Analysis using Plotly, Seaborn and Folium
What and Why Exploratory Data Analysis?
Data analysts/ Scientists use exploratory data analysis (EDA) to analyze and investigate data and datasets and summarize their key features, often employing data visualization methods. It helps in understanding the dataset very easily. Helps in manipulating data for further use.
EDA is used to see what data can reveal beyond the formal modelling or hypothesis testing task and provides better understanding of data set variables and the relationship between them.

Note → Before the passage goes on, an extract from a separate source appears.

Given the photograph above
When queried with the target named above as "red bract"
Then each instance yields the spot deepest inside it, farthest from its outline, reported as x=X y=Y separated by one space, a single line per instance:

Originally developed by American mathematician Jhon Tukey in the 1970s, EDA techniques continue to be a widely used method in the data discovery process today. EDA can help us deliver great business results, by improving our existing knowledge and can also help in giving out new insights that we might not be aware of
Tools Used
opendatasets
(Jovian library to download a Kaggle dataset)
Data cleaning:
Pandas
Numpy
Data Visualization
Matplotlib
Seaborn
plotly
Heatmap
About the Project
In this project, we are trying to Analyse Global Cargo Data. This selected dataset covers import and export volumes for 5.000 commodities across most countries on Earth over the last 30 years. Personally, I find commodities quite interesting because they help to analyze not only the income of a country but also international behaviors and relations of countries.
Steps followed
Step 1: Selecting a real-world dataset:
- We will download our dataset from
Kaggle
using the libraryopendataset
created byJovian
which imports the datasets directly from the 'Kaggle' website - import opendatasets as od
- dataset = ‘https://www.kaggle.com/ unitednations/global-commodity-trade-statistics’ od.download(dataset)
Step 2: Performing data preparation & cleaning
- We will load the dataset into a data Frame using Pandas, explore the different columns and range of values, handle missing values and incorrect datatypes, and make our data ready to use for our analysis.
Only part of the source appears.